I don’t know what I expected from the soldiers as they realised that we were moving east, but I was surprised to hear a huge cheer as ….. “
Unfortunately here the transmission was drowned out by the roar of hundred of artillery pieces firing almost simultaneously.
The radio switched to another reporter, this time in Rumania. He was in the middle of describing the scene in front of him as hundreds of inflatable rafts were being paddled across the river Bic, a tributary of the Dneister. The pioniere regiments of 1st and 7th Gebirgsjäger Divisions were heading towards the city of Chisinau, garrisoned by three full infantry divisions. There were descriptions of the engineers busily preparing to launch the pontoons to allow the crack mountain troops to cross and assault the city. He described General Volkmann, calmly examining the far side of the river with his binoculars, searching for any sign that the enemy had been alerted. Next to him an artillery officer waited patiently, ready to immediately transmit target co-ordinates to the guns in the rear.

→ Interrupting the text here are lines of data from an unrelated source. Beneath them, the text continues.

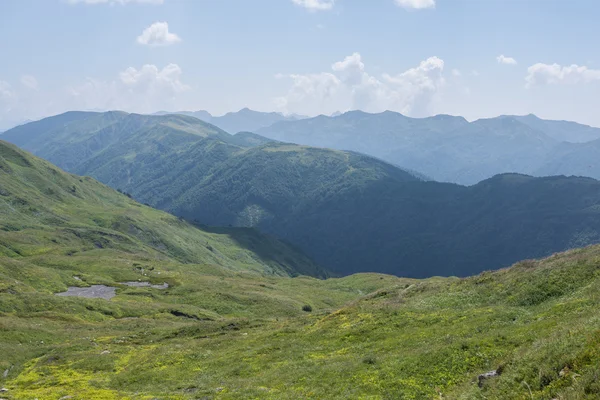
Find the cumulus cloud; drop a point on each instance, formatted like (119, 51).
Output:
(415, 4)
(542, 74)
(112, 2)
(315, 5)
(29, 81)
(146, 89)
(158, 34)
(502, 59)
(350, 86)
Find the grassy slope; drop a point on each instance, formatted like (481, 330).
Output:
(47, 213)
(233, 334)
(347, 211)
(429, 339)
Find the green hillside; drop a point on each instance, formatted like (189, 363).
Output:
(229, 325)
(348, 211)
(48, 214)
(447, 148)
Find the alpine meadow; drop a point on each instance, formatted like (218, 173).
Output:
(301, 199)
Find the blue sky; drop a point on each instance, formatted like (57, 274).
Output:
(418, 57)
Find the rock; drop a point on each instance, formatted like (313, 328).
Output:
(491, 374)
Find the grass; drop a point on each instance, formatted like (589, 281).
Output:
(232, 325)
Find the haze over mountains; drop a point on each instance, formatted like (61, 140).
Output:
(194, 312)
(348, 211)
(245, 120)
(451, 149)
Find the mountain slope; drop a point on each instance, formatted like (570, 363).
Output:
(532, 328)
(443, 147)
(245, 120)
(562, 131)
(349, 212)
(47, 213)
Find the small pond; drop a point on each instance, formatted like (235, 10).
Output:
(92, 292)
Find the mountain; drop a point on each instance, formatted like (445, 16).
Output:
(349, 212)
(245, 120)
(201, 114)
(104, 298)
(529, 331)
(446, 148)
(47, 213)
(562, 131)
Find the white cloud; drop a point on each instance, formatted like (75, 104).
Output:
(6, 91)
(540, 74)
(415, 4)
(158, 34)
(146, 89)
(350, 86)
(112, 2)
(29, 81)
(151, 79)
(502, 59)
(315, 5)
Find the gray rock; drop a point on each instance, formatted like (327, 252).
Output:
(481, 378)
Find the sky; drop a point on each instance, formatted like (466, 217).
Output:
(475, 58)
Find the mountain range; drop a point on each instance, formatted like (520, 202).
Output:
(451, 149)
(245, 120)
(102, 297)
(348, 211)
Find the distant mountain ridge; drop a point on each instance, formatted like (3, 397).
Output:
(444, 147)
(245, 120)
(348, 211)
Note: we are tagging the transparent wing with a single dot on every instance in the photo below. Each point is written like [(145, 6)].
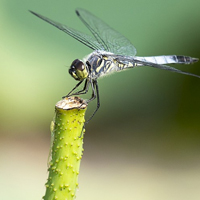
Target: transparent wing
[(88, 40), (110, 39)]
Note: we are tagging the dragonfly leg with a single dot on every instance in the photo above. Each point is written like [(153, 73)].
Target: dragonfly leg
[(83, 91), (95, 94)]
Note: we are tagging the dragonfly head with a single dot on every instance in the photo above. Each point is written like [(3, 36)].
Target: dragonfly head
[(78, 70)]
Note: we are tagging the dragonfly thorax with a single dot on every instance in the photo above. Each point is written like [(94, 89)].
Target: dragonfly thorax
[(78, 70)]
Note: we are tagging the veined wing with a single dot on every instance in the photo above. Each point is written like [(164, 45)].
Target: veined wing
[(88, 40), (111, 40)]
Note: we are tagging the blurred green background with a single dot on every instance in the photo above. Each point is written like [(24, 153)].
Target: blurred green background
[(144, 143)]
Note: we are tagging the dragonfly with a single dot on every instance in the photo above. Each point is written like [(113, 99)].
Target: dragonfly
[(112, 52)]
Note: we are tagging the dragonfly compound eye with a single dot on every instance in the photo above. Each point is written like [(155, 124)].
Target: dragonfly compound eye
[(78, 70)]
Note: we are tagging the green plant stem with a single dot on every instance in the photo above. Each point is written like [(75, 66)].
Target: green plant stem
[(66, 149)]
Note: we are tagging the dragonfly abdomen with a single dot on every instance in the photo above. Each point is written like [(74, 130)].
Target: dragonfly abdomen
[(167, 59), (103, 65)]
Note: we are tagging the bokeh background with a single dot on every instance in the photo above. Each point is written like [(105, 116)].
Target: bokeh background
[(144, 143)]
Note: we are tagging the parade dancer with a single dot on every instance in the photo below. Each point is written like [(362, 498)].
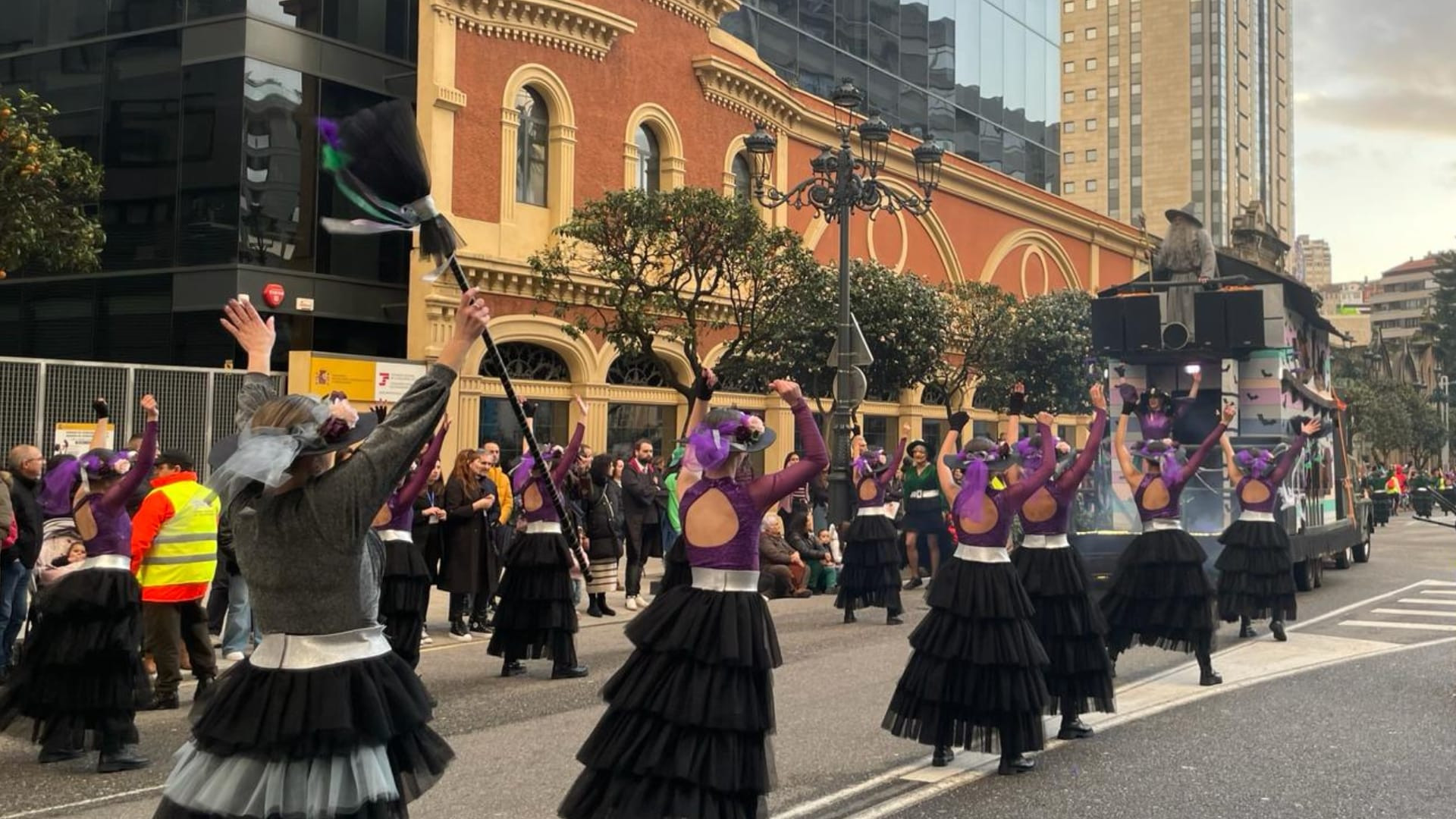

Then another switch, to Iwanice in southern Poland. We could barely hear the reporter yelling with excitement over the roar of tanks moving past him at speed. Apparently he had set up next to the main access road into Iwanice and it sounded as though every one of General Hubicki’s vehicles was driving within a metre of him. From the garbled sentences we managed to hear, 7th Panzer was already in action, having caught the border garrison division unawares. Although the war was less than an hour old, the reporter was already shouting about a victory. He must be very young.
The next broadcast was from an airbase outside Königsberg. Above the drone of aircraft we were told that minutes before two hundred dive-bombers of “Schwerz” and”Hammer” had broken from a holding pattern above the airfield and had disappeared east, flying at full speed. Currently Kitzinger’s 3rd Kampffliegerkorps was taking off, the overloaded Ju 88s struggling to get airborne while above them, like mother-hens, the Fw 190As of JG 72 “Zebra” kept careful watch. The reporter kept having to move as ground crews and refuelling trucks raced to prepare for the return and re-arming of Löhr’s Henschels.
By now it was nearly 7AM, and we could hear from the bustle outside that the normal office staff were arriving. There was no point in pushing our luck. One by one we slipped out of the radio room and returned to our respective offices, each with our own thoughts.
As the adrenalin subsided, I tried to think rationally about the events of the morning. Through it all, one question kept coming into my head: “What have we done?”